Since he was 11, Hill has competed and won medals in a range of sports, including golf, wheelchair races and, his favorite, bowling. Outside Special Olympics, however, he has defeated his own set of challenges, not least of which was supporting himself after moving out of a group home.
He recalls balancing two jobs, one at a weekend furniture store and another at a granite and stone warehouse, and waking up at 2 a.m. to catch the four or five buses it took him to get to work.
“I was determined because a lot of people told me I couldn’t live on my own,” Hill said. “So I had to tell myself I can do it. And the oaths that we say for Special Olympics … sometimes I would say that to myself.”

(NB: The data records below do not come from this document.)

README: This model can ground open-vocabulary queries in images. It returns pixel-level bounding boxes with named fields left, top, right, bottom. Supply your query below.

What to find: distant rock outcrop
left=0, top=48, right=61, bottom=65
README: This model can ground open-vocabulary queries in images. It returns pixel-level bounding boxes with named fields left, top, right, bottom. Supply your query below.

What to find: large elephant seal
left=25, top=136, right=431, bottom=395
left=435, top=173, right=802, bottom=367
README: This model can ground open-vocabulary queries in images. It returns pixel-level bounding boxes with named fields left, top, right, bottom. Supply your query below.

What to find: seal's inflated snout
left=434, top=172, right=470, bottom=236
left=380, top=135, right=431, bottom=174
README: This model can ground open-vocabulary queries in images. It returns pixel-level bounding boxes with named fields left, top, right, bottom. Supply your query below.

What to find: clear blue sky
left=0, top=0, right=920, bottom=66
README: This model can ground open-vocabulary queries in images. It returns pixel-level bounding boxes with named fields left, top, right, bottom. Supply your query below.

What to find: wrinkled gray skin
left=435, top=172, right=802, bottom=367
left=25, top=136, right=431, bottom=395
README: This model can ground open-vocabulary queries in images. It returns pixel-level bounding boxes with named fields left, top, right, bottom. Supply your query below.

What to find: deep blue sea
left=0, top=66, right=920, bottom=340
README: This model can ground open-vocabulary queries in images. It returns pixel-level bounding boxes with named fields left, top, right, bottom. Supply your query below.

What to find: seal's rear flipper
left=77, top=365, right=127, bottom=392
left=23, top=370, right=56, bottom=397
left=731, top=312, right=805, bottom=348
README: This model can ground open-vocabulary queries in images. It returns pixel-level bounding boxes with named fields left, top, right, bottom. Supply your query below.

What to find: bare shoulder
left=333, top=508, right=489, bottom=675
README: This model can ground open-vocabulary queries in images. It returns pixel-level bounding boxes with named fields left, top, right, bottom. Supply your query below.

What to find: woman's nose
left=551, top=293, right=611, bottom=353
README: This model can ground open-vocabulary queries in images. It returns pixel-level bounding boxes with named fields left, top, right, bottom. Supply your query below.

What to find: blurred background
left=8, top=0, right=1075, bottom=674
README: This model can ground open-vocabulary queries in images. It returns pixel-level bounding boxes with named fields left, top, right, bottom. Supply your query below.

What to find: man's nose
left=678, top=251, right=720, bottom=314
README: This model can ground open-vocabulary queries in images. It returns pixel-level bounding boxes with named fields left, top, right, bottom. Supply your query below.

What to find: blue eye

Breen describes Hill as an “amazing spirit” who has been able to overcome obstacles with an “unbelievable attitude.”
Hill, who now lives in downstate Belleville, may attend Chicago’s 50th anniversary celebration in July. He does not compete as often as he used to, he said, rather serving more a representative role sharing his story and encouraging athletes.
Ultimately, he hopes Special Olympics will “keep it going even after I’m gone,” as an organization that helps athletes be themselves.
“You still have that stigma saying (children with disabilities) can’t do anything,” he said. “Special Olympics helps the athletes speak for themselves. … They helped me speak for myself.”
This story is part of a special section commemorating the 50th anniversary of Special Olympics. Special Olympics staffers and Chicago Sun-Times journalists collaborated in the production of this section.